5. Take out your video camera and laptop computer; put those on the X-ray belt separately from your bag. And of course, doing it while you are waiting in that long line is better than doing that at the X-ray belt.
6. Don’t try to carry on 2 big roll-on bags and your small brief case or package. You’ll only have return to Ticketing to check one of the bags. If you have just one roll-on bag with outside pockets stuffed and bulging (the special expanding feature has made your bag two inches fatter) expect to remove some contents from the outside pocket. Your bag will not fit in the overheard bin. You don’t want to have to take out all your dirty laundry in front of everyone on the plane.
7. It’s nice to be hands-free, wear that backpack, and sling that bag over your shoulder. Be aware that your personal space has now expanded considerably. As you walk through the airplane aisle looking for your seat, be aware your shoulder bag may be slapping each aisle-seated passenger in the face. Your backpack can be a weapon of minor destruction as you swing round suddenly -forgetting your back has a “punching bag” strapped to it.
8. Sharing is always thoughtful. If you’re carrying a small bag or package that can fit under the seat in front of you, put it there. Leave more space for larger items in the overhead bin. You are sharing that space with maybe six other people. (Note: if you are seated in the bulkhead, yes you get more leg room, but your carry-ons and packages have to be in the overhead bin for take off and landing.) The other sharing thing is the arm-rest. Unless you are in First Class, the arm rest belongs to you and the person seated next to you.
9. I know the recline button doesn’t convert your airline seat to the same luxurious horizontal position as your expensive recliner chair at home (unless you are in First or Business Class on an international trip).
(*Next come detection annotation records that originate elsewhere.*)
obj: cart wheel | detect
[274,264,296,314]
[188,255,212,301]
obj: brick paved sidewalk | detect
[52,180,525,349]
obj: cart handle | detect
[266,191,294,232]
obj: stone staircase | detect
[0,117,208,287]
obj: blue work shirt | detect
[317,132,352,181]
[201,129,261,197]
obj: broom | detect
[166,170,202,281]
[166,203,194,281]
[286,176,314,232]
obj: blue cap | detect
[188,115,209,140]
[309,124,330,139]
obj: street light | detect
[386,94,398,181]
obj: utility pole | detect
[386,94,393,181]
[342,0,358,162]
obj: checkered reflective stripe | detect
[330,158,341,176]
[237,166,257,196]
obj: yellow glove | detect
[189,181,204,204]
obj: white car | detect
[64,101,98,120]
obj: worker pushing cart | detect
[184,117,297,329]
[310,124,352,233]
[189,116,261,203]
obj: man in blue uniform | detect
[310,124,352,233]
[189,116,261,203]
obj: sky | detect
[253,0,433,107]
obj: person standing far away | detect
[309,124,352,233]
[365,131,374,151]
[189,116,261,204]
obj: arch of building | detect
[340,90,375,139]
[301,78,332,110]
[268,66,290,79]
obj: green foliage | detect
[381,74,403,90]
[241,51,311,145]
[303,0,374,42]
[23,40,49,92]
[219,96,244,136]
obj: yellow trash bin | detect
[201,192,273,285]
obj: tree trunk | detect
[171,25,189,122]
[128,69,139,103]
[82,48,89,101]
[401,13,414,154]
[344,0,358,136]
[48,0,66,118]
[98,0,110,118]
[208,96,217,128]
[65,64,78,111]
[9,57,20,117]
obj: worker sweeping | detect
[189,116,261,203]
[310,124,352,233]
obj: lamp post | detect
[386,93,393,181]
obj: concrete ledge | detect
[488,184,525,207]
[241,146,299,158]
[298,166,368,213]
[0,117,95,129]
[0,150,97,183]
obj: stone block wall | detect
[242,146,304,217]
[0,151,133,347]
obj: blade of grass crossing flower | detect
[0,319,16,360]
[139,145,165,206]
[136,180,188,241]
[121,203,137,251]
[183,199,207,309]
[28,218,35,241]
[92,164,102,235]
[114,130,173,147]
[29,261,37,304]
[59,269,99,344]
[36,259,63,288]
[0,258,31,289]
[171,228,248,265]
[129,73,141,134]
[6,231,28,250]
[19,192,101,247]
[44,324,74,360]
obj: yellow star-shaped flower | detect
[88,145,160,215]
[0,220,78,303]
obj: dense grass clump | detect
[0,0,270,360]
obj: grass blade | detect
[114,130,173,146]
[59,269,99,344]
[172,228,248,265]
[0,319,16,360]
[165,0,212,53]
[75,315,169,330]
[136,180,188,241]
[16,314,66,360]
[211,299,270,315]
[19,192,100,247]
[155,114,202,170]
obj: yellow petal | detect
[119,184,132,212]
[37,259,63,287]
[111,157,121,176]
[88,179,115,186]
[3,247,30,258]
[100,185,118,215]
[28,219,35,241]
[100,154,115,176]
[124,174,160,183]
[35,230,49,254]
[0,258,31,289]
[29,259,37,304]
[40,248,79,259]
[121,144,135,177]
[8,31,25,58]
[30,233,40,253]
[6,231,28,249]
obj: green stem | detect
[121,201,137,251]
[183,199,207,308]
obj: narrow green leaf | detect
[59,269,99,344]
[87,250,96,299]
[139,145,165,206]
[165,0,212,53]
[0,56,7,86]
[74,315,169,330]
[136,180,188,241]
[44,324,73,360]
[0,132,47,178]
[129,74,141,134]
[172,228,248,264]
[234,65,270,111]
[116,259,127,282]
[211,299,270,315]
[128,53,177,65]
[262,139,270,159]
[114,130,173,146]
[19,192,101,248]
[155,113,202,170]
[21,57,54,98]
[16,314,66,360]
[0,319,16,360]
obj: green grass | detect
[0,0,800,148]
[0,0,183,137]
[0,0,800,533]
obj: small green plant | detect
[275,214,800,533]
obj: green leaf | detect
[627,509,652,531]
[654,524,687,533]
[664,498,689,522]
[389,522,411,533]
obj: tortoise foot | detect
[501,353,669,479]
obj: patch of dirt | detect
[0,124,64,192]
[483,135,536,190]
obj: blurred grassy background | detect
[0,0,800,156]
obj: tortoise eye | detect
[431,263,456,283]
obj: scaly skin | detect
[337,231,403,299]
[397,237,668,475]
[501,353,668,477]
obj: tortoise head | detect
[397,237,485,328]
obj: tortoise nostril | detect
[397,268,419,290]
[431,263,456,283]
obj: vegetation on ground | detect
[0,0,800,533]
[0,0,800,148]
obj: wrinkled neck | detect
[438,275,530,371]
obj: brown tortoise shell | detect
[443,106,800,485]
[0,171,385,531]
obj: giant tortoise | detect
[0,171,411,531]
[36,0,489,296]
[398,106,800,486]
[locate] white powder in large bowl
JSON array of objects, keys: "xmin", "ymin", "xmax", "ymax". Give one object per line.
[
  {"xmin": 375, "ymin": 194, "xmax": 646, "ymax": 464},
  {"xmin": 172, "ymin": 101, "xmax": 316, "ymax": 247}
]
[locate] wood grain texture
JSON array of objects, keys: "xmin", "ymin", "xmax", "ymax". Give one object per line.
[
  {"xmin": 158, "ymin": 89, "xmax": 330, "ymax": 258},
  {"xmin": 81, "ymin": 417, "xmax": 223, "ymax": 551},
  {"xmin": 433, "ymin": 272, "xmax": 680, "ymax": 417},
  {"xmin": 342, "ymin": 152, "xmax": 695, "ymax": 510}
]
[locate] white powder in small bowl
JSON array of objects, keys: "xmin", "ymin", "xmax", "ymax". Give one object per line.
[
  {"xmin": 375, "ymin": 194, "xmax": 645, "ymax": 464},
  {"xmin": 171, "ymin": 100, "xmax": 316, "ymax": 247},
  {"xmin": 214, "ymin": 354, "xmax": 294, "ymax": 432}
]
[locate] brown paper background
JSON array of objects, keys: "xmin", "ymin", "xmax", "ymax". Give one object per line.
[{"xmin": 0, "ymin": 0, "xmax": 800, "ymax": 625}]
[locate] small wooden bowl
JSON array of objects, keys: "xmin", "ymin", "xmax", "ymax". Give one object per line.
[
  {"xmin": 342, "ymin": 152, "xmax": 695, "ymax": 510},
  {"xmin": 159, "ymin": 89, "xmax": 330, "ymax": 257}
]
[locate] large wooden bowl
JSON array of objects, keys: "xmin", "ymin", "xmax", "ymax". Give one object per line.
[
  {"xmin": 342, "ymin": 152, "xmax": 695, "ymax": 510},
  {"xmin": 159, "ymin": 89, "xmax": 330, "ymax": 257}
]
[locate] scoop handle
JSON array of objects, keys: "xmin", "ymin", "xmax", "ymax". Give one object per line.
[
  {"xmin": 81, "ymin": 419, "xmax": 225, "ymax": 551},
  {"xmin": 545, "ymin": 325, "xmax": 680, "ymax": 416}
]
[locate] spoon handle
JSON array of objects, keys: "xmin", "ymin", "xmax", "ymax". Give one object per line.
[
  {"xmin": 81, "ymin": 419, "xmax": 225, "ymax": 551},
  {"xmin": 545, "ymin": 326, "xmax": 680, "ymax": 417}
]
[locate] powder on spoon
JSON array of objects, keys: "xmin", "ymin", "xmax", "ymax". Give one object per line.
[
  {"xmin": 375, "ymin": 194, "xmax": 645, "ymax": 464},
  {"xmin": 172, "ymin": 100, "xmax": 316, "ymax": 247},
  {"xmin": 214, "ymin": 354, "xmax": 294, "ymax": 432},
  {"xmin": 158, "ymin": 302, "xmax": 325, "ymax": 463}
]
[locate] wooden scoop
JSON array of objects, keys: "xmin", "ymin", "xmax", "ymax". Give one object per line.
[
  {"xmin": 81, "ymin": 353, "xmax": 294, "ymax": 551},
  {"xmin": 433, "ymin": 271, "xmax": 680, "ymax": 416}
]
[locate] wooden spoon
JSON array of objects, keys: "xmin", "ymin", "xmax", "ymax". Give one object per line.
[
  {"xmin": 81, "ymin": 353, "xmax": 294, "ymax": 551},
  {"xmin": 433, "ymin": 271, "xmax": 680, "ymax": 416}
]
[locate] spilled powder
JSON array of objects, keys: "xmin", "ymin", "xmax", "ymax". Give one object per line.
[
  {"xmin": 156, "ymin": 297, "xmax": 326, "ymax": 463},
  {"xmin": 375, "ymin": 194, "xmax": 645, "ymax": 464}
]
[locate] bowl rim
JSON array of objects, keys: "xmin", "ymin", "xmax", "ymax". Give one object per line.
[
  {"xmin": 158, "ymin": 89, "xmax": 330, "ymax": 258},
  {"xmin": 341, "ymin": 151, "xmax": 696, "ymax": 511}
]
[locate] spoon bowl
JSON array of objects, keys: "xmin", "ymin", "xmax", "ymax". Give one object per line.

But quite a hassle can be caused if you recline your seat back suddenly – even the few inches it goes. You can smash the laptop screen of the passenger behind you; spill their drink with the jerking movement; send papers flying and other nice things. So recline – but recline slowly. Even check behind you, warning your fellow traveler you are heading for their lap! Oh and by the way- should you be moving from a window or middle seat to the aisle, remember the headrest and upper part of the passenger’s seat in front is not a steel handrail. Grabbing the headrest strongly jerks the person in front as annoyingly as a two year old banging his legs into the back of your seat repeatedly.
And now, No.10 of the Top Ten List of Tips for the Not-So-Frequent-Flier—-
10. Turn your cell and mobile phone to vibrate, silence, or at least a very low volume. Most passengers are not interested in your latest download ring tone, or some annoying loud alert sound. One trip last holiday season, just before take-off, a couple of women decided to call their friend using the speakerphone feature on their cell phone. I was not interested, at all, in a three-way broadcast of what gifts they got or were about to send to friends.
Happy Travels and welcome to the “Friendly Skies”!!
Until Next Time
Thanks for reading TNT. See you in June.